We used a gene prediction model trained on Oxytricha data and presented in [14] in conjunction with AUGUSTUS 3.3.1 [42] to predict genes for all three assemblies. We used the RNA-seq data collected from vegetatively-growing, starved, and encysted cells; previously-published RNA-seq collected from cells undergoing conjugation and genome rearrangement collected from vegetatively-growing, starved, and encysted cells; (at 0, 10, 20, 40, and 60 h after cells were mixed to initiate mating); and transcription start site data [10] to provide hints to the gene prediction software. We mapped reads to the genomes using HISAT2 v2.0.5 [43], then generated hints files according to the instructions on the AUGUSTUS web site [44] . We ran AUGUSTUS with the options --UTR = on and --alternatives-from- evidence = true. We annotated the proteins using PANNZER2 [45] using default parameters and predicted protein domains using Interproscan 5 RC5 [46] using default parameters.

Subsampling analysis

We took random subsets of one, two, four, six, seven, and all eight of the flow cells from the 2015 sequencing run and used them to complete de novo Oxytricha assemblies. The reads were first filtered using the same methodology used for the primary assembly, then error corrected using either the PBcR pipeline or ECTools.
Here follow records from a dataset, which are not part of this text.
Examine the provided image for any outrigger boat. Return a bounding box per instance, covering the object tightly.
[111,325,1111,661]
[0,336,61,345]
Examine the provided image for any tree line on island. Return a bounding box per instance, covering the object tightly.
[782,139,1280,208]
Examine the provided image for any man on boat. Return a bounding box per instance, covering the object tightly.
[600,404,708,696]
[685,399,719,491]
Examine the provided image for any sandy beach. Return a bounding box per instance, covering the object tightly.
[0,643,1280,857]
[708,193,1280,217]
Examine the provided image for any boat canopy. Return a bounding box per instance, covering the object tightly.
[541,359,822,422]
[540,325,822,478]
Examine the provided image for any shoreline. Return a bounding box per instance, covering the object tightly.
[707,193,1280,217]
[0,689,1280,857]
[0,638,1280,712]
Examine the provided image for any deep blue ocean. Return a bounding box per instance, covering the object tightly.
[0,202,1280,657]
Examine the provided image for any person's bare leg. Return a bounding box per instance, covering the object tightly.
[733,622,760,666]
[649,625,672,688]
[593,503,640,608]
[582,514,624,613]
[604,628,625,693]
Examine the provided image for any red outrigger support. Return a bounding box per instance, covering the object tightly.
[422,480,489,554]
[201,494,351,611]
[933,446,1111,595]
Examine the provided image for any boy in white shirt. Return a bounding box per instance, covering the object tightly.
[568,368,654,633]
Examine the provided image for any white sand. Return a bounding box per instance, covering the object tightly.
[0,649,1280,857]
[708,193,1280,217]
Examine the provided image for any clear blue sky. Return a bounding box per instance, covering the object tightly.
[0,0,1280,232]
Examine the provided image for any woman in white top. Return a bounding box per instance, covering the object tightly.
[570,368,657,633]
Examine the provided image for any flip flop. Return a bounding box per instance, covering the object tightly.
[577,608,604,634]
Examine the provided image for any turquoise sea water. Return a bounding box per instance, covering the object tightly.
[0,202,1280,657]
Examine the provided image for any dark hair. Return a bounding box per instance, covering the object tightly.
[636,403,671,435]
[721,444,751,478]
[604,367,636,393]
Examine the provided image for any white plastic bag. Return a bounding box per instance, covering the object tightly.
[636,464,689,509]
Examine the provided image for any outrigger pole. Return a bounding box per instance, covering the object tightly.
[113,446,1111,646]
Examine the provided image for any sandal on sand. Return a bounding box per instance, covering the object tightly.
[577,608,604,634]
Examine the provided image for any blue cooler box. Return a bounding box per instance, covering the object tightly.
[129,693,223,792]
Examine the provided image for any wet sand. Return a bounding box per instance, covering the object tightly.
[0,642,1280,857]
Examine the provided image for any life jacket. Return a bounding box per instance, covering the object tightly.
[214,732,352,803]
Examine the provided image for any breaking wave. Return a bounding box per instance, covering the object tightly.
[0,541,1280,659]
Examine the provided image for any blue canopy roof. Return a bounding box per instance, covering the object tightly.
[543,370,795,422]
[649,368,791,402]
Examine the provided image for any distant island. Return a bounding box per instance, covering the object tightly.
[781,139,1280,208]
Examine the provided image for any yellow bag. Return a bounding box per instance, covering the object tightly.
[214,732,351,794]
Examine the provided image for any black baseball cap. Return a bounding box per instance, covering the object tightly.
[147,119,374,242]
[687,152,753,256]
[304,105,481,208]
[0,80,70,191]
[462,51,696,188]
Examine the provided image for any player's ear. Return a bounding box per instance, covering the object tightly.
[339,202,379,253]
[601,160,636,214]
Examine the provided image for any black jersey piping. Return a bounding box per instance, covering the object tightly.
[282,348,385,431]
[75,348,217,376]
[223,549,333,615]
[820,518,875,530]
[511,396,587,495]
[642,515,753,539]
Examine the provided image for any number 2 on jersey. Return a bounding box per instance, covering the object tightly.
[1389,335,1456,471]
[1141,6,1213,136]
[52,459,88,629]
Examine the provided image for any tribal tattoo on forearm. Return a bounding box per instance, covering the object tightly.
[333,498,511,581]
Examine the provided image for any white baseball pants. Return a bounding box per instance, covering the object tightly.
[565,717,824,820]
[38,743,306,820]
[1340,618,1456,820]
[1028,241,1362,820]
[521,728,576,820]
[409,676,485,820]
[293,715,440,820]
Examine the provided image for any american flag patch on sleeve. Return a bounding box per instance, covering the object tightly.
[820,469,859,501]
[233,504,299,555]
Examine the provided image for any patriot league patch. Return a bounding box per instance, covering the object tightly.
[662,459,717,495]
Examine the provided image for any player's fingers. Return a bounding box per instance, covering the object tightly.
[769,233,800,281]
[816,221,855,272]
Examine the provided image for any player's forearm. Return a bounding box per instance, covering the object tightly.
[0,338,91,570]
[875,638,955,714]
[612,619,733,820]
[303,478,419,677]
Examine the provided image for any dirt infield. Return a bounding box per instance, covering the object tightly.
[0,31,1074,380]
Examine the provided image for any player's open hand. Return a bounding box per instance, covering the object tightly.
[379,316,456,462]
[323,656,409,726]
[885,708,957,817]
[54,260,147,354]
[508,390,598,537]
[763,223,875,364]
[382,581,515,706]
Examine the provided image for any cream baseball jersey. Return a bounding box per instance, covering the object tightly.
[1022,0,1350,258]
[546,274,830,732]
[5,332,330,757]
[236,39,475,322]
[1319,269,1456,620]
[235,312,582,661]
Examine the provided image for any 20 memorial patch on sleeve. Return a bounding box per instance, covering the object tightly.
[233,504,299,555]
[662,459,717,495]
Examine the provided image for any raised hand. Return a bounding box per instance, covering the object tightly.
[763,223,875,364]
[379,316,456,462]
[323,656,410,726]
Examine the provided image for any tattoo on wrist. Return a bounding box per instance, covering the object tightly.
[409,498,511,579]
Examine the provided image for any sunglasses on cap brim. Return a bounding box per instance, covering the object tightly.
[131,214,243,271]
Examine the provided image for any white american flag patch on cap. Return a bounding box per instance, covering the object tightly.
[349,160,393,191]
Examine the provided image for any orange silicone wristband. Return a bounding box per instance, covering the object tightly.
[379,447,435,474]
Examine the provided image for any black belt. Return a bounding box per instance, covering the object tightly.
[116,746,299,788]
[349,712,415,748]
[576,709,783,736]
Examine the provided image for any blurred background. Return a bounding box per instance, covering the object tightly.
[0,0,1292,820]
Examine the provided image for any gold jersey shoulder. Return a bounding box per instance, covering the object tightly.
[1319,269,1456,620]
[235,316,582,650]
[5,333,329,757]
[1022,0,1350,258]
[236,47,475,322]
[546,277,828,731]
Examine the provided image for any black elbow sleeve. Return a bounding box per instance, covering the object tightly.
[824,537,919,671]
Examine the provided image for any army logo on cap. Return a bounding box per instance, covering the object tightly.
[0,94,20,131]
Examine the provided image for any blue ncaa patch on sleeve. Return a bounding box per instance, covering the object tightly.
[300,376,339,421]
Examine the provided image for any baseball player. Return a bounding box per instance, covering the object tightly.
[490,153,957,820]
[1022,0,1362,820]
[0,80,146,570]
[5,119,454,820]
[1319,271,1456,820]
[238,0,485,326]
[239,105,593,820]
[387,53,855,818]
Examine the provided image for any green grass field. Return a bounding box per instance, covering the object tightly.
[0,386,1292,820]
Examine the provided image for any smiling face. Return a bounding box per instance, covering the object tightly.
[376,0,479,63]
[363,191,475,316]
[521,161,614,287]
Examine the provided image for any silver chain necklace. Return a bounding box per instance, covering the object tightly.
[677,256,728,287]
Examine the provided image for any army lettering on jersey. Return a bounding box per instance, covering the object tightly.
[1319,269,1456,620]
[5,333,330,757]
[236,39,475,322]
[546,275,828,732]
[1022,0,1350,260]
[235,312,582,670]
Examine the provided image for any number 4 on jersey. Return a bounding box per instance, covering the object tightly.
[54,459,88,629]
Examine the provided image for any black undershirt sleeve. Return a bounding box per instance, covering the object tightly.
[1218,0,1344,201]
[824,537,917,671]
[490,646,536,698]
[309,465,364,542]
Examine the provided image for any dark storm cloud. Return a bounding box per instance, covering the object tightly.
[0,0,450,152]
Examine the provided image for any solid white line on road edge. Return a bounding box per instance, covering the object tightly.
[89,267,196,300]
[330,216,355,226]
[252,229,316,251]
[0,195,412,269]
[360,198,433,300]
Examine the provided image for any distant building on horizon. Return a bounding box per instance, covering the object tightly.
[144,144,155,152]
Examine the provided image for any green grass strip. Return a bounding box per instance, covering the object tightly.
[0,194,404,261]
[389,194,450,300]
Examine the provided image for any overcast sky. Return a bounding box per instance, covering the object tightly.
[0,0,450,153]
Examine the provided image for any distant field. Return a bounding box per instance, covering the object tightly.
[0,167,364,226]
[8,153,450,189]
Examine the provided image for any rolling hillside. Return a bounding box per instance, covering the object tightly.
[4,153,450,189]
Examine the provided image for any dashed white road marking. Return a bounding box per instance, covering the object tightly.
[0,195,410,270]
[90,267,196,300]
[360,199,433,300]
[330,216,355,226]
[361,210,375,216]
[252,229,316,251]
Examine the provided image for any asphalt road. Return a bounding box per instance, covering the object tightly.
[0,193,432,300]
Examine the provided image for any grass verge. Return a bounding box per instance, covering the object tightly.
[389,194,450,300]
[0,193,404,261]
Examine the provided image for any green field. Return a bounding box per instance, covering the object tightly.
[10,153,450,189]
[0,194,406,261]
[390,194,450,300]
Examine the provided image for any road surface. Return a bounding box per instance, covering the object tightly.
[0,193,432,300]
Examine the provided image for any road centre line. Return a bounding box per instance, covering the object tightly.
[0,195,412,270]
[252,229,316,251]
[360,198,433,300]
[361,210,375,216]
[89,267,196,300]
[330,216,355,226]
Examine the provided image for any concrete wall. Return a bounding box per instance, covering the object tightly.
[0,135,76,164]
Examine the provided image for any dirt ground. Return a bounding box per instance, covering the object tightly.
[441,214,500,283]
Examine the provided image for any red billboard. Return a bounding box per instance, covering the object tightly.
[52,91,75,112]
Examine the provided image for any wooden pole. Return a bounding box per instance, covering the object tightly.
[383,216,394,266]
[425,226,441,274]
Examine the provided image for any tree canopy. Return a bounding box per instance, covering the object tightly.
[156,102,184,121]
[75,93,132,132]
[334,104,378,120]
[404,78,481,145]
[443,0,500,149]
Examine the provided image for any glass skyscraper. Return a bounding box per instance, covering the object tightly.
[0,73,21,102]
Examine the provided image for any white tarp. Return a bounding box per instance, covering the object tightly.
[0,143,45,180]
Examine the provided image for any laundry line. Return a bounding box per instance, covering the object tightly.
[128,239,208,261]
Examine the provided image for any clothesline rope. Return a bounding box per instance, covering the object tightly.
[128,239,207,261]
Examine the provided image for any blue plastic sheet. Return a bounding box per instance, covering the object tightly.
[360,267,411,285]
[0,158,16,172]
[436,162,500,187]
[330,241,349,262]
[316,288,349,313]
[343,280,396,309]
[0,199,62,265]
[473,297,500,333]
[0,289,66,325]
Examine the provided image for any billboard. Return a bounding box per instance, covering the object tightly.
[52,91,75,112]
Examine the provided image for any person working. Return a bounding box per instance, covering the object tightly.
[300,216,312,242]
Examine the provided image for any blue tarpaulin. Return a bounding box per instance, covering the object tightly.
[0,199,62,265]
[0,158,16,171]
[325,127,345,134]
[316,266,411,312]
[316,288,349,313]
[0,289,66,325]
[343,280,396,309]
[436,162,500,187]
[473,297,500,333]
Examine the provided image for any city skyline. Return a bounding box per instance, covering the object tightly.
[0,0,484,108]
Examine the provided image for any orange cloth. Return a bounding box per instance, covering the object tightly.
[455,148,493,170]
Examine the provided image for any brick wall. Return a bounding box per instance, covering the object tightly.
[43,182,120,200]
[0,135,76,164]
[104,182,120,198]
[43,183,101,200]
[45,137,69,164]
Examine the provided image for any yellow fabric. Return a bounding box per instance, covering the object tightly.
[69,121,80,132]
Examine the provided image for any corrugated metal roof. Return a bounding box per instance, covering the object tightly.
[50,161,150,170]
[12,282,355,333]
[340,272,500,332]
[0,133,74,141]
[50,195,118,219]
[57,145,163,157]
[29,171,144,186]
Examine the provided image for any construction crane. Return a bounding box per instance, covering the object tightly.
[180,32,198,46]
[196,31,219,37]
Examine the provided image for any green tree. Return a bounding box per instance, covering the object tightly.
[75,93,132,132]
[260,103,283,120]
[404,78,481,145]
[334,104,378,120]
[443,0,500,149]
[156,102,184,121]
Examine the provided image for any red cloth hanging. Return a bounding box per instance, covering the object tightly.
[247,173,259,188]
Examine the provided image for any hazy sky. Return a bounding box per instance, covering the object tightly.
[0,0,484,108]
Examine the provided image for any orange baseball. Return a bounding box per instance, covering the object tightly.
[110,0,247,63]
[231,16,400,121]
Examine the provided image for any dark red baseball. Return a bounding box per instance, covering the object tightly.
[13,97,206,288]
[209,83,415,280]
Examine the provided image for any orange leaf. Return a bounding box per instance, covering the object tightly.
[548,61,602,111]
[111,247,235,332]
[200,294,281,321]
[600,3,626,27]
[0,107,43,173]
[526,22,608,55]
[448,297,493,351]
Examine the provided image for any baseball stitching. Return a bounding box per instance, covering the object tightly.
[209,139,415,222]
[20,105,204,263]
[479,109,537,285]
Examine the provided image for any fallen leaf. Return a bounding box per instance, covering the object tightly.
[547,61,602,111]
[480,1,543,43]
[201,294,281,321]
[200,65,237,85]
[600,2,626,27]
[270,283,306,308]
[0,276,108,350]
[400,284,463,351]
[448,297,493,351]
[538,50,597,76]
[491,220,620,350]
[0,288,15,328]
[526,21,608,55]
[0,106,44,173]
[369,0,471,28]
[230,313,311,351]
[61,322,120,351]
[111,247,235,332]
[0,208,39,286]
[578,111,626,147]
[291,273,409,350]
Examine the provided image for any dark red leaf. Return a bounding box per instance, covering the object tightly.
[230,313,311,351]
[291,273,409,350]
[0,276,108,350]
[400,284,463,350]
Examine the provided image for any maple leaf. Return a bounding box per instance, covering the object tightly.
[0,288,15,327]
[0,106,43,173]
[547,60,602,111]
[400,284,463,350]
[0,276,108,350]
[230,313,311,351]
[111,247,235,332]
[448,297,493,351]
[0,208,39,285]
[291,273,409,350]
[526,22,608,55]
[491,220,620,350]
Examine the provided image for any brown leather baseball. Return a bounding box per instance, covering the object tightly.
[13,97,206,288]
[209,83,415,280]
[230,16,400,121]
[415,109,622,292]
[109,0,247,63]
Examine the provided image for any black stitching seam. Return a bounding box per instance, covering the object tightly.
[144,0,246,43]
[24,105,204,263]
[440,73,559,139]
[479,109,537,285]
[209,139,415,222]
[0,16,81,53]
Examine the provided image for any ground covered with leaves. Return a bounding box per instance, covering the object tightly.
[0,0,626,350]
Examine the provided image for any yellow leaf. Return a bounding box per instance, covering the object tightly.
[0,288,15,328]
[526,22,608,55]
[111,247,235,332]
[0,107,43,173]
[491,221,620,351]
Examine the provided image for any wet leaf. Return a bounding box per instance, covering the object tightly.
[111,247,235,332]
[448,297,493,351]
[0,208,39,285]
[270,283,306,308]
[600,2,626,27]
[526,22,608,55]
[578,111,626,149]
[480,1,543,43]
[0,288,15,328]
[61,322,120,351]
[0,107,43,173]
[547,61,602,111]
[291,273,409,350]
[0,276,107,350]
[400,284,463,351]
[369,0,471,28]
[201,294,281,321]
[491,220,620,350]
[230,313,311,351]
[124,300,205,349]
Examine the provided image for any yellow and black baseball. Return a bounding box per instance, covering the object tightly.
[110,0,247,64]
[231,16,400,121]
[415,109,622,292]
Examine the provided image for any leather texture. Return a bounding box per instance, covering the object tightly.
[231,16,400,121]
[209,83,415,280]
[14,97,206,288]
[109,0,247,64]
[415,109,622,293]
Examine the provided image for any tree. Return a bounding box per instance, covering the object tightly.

For the one- and two-flow cell subsets corrected by PBcR, we used the recommended high-sensitivity parameter settings intended for low coverage assemblies (QV = 52 asmOvlErrorRate = 0.1 asmUtgErrorRate = 0.06 asmCgwErrorRate = 0.1 asmCnsErrorRate = 0.1 asmOBT = 1 asmObtErrorRate = 0.08 asmObtErrorLimit = 4.5 utgGraphErrorRate = 0.05 utgMergeErrorRate = 0.05). Otherwise, all settings used were the default. After error correction, reads were assembled using Celera assembler. To assess genome completeness, we mapped corrected reads and assembled contigs against the previously published Oxytricha assembly and counted the number of contigs at least 80% covered by either a single read or a single contig from the de novo assembly.

Statistical analysis

We carried out all statistical analyses in the R programming environment [47] and used the ggplot2 package [48] to generate figures.